In May of 2022, about three weeks before my highschool graduation, a teacher at the highschool I attended, but more importantly a close family friend, took her own life. It was the worst way to end the year. Everyone felt the loss heavily and all the important milestones my class experienced felt warped. It was hard to enjoy everything when we were still processing the loss of a member of the school community. Her death felt like a dust of grief that settled over life. Grief is weird. It’s not tangible but feels like an enormous weight. Grief is like a blanket that’s comforting but suffocating at the same time. Grief the misplaced love we have for someone when they’re not there to take it anymore.
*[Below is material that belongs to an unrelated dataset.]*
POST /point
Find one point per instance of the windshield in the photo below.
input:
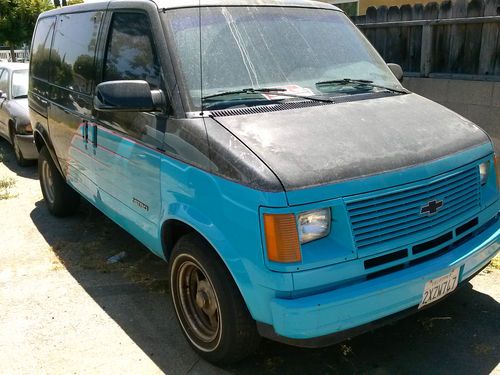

In researching for this project, I watched Thomas Vinterberg’s Oscar acceptance speech for the film. He explains how four days into the shooting Another Round, his daughter was killed in a car crash shortly after her own graduation from secondary school. She was excited about the project, and was supposed to be in the film. In his speech, Vinterberg talks about how it felt impossible to move forward and work on a happy project when he had just been struck with tragedy, the same way I felt last spring when someone in my own life had passed. With this loss, Vinterberg initially took a step back from the film but then came back to use it as an outlet. From his loss, he moved forward and tried to turn his grief into art. The movie became a monument to her, and her death gave the film a new meaning.

To many, this comes off as a movie about alcohol, but it is a celebration of life.

The film encapsulates the joy and struggles that we take for granted in day to day life, and uses alcohol as an agent to emphasize all the things we should appreciate but often don’t. It walks a fine line between neither condemning nor glorifying alcohol. Even before the introduction of the day drinking, we see both mundane and enjoyable aspects of the characters’ lives. Friction in a marriage, shortcomings as a teacher, and a racious birthday dinner between friends. The introduction of alcohol only magnifies the highs and lows. The highs turn into night long benders at a bar with friends, and the lows become lying unconscious in the street, having your children find you. Another Round makes viewers reexamine how they feel about everything they may take for granted, without over-romanticizing life’s less joyful moments. To truly celebrate life is to be grateful for what you have while acknowledging that sometimes life is awkward and difficult. The victories and blunders of each character reinforces the idea that everyone has good and bad moments, but that’s simply how life goes. Vinterberg masterfully works around passing any judgment on the characters actions, and rather illustrates the realities that come with day to day life.

For me, the death of Ms. Biros put things into perspective at a time when everything was chaotic and changing. All my lasts as a high school student, the things I would never experience again, were tainted by grief but also given a new sense of appreciation. The film does the same thing, making the characters wake up and realize how beautiful life is, and in turn, has the same effect on its audience.